The former vice president announced his third run for president in a video released online Thursday.
Biden joins a diverse set of contenders, including six women, five people of color, and one member of the LGBTQ community. At 76 years old, he is the second-oldest, but he has the most political experience of any candidate.
One of the most recognizable names in politics, Biden served for two terms as Barack Obama's vice president after nearly four decades as a senator from Delaware. His high-profile, working-class background and connection to the Obama years help him enter the race as a front-runner, though he faces questions about his age, and it's unclear if he will appeal to the more liberal voters who tend to have outsized sway in Democratic primary contests.

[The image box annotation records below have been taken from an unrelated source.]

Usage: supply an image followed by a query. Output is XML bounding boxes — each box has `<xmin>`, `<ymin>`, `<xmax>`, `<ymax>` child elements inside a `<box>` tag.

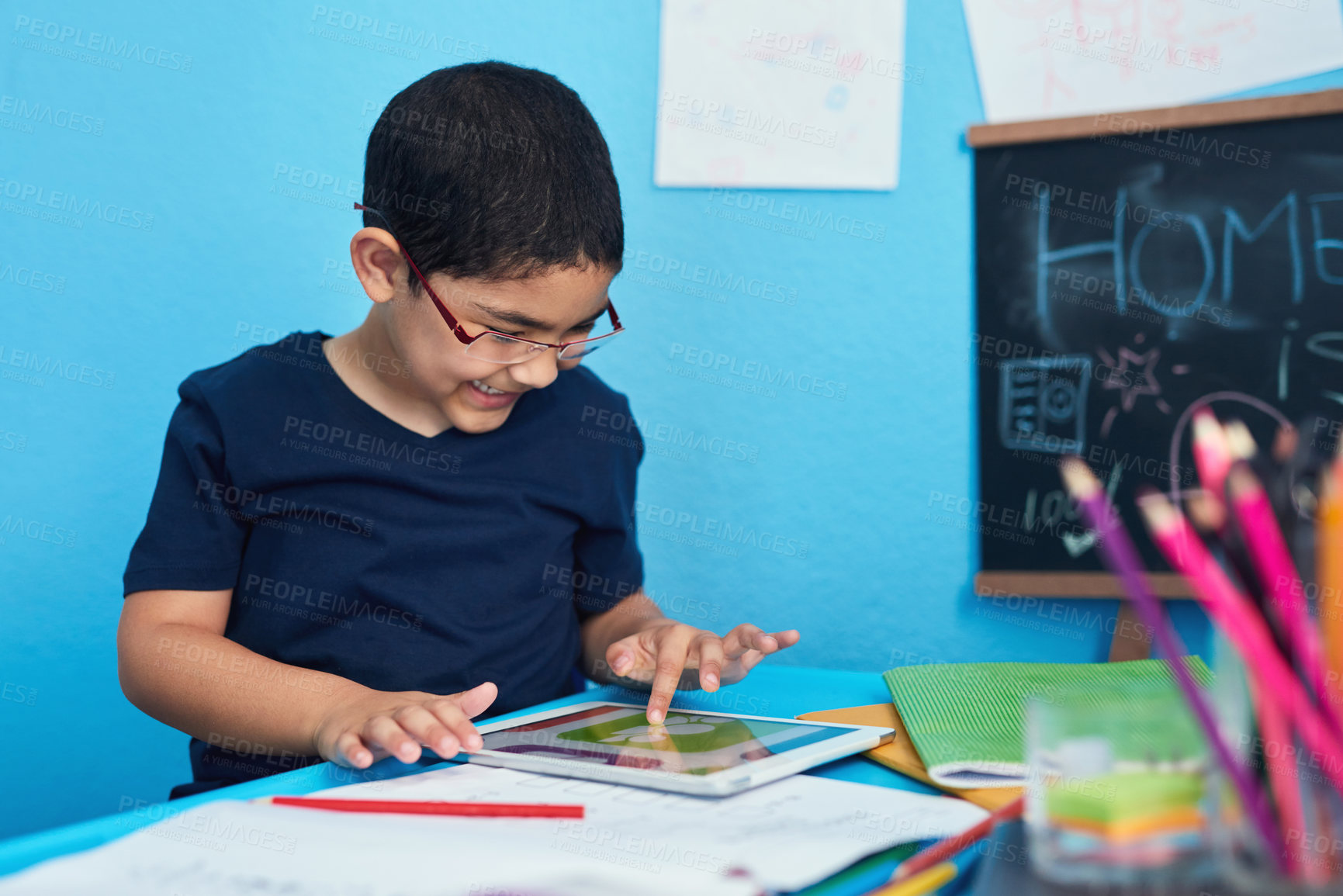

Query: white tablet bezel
<box><xmin>458</xmin><ymin>700</ymin><xmax>896</xmax><ymax>797</ymax></box>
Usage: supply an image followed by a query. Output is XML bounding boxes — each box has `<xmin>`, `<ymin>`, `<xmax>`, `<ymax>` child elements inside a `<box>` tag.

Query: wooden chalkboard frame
<box><xmin>966</xmin><ymin>88</ymin><xmax>1343</xmax><ymax>149</ymax></box>
<box><xmin>966</xmin><ymin>88</ymin><xmax>1343</xmax><ymax>607</ymax></box>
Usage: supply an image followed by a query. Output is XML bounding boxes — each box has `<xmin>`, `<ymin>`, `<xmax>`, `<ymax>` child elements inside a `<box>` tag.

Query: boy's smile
<box><xmin>324</xmin><ymin>227</ymin><xmax>615</xmax><ymax>438</ymax></box>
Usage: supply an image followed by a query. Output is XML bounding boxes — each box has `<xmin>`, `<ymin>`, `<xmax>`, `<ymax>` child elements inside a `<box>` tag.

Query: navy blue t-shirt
<box><xmin>123</xmin><ymin>332</ymin><xmax>643</xmax><ymax>790</ymax></box>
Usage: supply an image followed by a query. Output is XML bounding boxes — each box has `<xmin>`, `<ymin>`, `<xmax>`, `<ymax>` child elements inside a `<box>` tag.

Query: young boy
<box><xmin>117</xmin><ymin>62</ymin><xmax>798</xmax><ymax>797</ymax></box>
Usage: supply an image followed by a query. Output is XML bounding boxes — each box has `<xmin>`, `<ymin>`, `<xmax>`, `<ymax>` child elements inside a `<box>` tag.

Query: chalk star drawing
<box><xmin>1096</xmin><ymin>333</ymin><xmax>1171</xmax><ymax>438</ymax></box>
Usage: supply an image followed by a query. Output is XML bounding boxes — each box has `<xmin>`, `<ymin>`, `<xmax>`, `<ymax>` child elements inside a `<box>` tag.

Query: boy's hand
<box><xmin>606</xmin><ymin>628</ymin><xmax>801</xmax><ymax>724</ymax></box>
<box><xmin>313</xmin><ymin>681</ymin><xmax>498</xmax><ymax>768</ymax></box>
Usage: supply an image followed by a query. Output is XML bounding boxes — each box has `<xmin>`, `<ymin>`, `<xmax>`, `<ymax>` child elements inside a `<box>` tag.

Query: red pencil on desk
<box><xmin>257</xmin><ymin>797</ymin><xmax>583</xmax><ymax>818</ymax></box>
<box><xmin>891</xmin><ymin>797</ymin><xmax>1026</xmax><ymax>880</ymax></box>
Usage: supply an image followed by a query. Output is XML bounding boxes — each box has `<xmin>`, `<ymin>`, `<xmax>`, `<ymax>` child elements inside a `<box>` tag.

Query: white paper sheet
<box><xmin>963</xmin><ymin>0</ymin><xmax>1343</xmax><ymax>123</ymax></box>
<box><xmin>0</xmin><ymin>766</ymin><xmax>987</xmax><ymax>896</ymax></box>
<box><xmin>654</xmin><ymin>0</ymin><xmax>922</xmax><ymax>189</ymax></box>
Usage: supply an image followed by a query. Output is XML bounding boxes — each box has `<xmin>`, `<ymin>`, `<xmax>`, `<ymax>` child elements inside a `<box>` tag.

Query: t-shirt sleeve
<box><xmin>573</xmin><ymin>396</ymin><xmax>643</xmax><ymax>619</ymax></box>
<box><xmin>123</xmin><ymin>378</ymin><xmax>248</xmax><ymax>595</ymax></box>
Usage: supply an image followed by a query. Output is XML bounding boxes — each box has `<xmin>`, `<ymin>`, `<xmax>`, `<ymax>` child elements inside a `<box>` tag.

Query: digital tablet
<box><xmin>467</xmin><ymin>703</ymin><xmax>895</xmax><ymax>797</ymax></box>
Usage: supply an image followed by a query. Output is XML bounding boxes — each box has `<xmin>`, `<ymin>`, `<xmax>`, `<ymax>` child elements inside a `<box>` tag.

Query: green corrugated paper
<box><xmin>882</xmin><ymin>657</ymin><xmax>1213</xmax><ymax>787</ymax></box>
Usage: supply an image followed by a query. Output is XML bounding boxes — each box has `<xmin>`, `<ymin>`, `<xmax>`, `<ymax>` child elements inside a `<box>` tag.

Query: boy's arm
<box><xmin>117</xmin><ymin>591</ymin><xmax>497</xmax><ymax>768</ymax></box>
<box><xmin>580</xmin><ymin>590</ymin><xmax>801</xmax><ymax>724</ymax></box>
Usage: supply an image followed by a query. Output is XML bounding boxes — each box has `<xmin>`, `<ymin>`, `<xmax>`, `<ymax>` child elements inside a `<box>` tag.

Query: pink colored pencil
<box><xmin>258</xmin><ymin>797</ymin><xmax>583</xmax><ymax>818</ymax></box>
<box><xmin>1194</xmin><ymin>407</ymin><xmax>1231</xmax><ymax>503</ymax></box>
<box><xmin>1251</xmin><ymin>672</ymin><xmax>1315</xmax><ymax>877</ymax></box>
<box><xmin>1060</xmin><ymin>457</ymin><xmax>1288</xmax><ymax>874</ymax></box>
<box><xmin>1226</xmin><ymin>462</ymin><xmax>1343</xmax><ymax>739</ymax></box>
<box><xmin>1139</xmin><ymin>493</ymin><xmax>1343</xmax><ymax>794</ymax></box>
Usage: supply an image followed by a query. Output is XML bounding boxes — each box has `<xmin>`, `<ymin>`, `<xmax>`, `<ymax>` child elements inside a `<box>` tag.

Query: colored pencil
<box><xmin>257</xmin><ymin>797</ymin><xmax>583</xmax><ymax>818</ymax></box>
<box><xmin>1060</xmin><ymin>457</ymin><xmax>1288</xmax><ymax>874</ymax></box>
<box><xmin>1249</xmin><ymin>680</ymin><xmax>1312</xmax><ymax>876</ymax></box>
<box><xmin>891</xmin><ymin>797</ymin><xmax>1026</xmax><ymax>880</ymax></box>
<box><xmin>1226</xmin><ymin>462</ymin><xmax>1343</xmax><ymax>738</ymax></box>
<box><xmin>1315</xmin><ymin>465</ymin><xmax>1343</xmax><ymax>700</ymax></box>
<box><xmin>1194</xmin><ymin>407</ymin><xmax>1234</xmax><ymax>500</ymax></box>
<box><xmin>867</xmin><ymin>863</ymin><xmax>956</xmax><ymax>896</ymax></box>
<box><xmin>1139</xmin><ymin>492</ymin><xmax>1343</xmax><ymax>794</ymax></box>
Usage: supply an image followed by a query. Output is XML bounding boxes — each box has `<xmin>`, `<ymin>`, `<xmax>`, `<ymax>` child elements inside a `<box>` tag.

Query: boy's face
<box><xmin>375</xmin><ymin>254</ymin><xmax>615</xmax><ymax>433</ymax></box>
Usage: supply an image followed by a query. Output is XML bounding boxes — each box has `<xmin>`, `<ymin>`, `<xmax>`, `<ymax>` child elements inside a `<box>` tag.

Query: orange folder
<box><xmin>798</xmin><ymin>703</ymin><xmax>1022</xmax><ymax>811</ymax></box>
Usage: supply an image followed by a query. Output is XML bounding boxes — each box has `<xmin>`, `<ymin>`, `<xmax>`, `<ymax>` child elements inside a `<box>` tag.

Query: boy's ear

A handful of lesser-known Democrats, including Montana Gov. Steve Bullock, could join the race in the coming weeks or months, but Biden's decision is considered the final major piece as voters, donors and elected officials alike begin to pick their favorites.
"Come on in, the water is warm, Joe," California Sen. Kamala Harris, another 2020 contender, laughed on Tuesday as she campaigned in New Hampshire. "I adore Joe Biden and I think he has to make whatever decision is best for him."
Biden, who has run for president twice before, will look to organized labor for support early on.
The largest firefighters union is preparing to formally endorse Biden, with group leaders saying they will be "investing" heavily in the former vice president's anticipated bid.
The board of the International Association of Fire Fighters will meet this week to vote on the endorsement. They plan to announce it publicly early next week.
IAFF represents 316,000 full-time firefighters across the U.S. Harold A. Schaitberger, the union's general president, said the group will help Biden raise money. It will also launch an outside group that is expected to be able to raise and spend unlimited sums supporting his candidacy.
"I always remind everyone that we are everywhere there is a blinking light or traffic light," Schaitberger said. "We have infrastructure and capability, whether it's in the neighborhoods, or whether it's working to develop caucus attendees in Iowa. Our union is very strongly resourced and we will be investing."
Biden spoke at an IAFF gathering in Washington last month. At the time Schaitberger said the union would be "all in" for Biden if he runs. He also acknowledged that many rank-and-file members supported President Donald Trump in 2016.
Biden, Schaitberger argued, is better positioned than other Democrats to win in the Midwest, which flocked to Trump in 2016.
The Associated Press contributed to this report.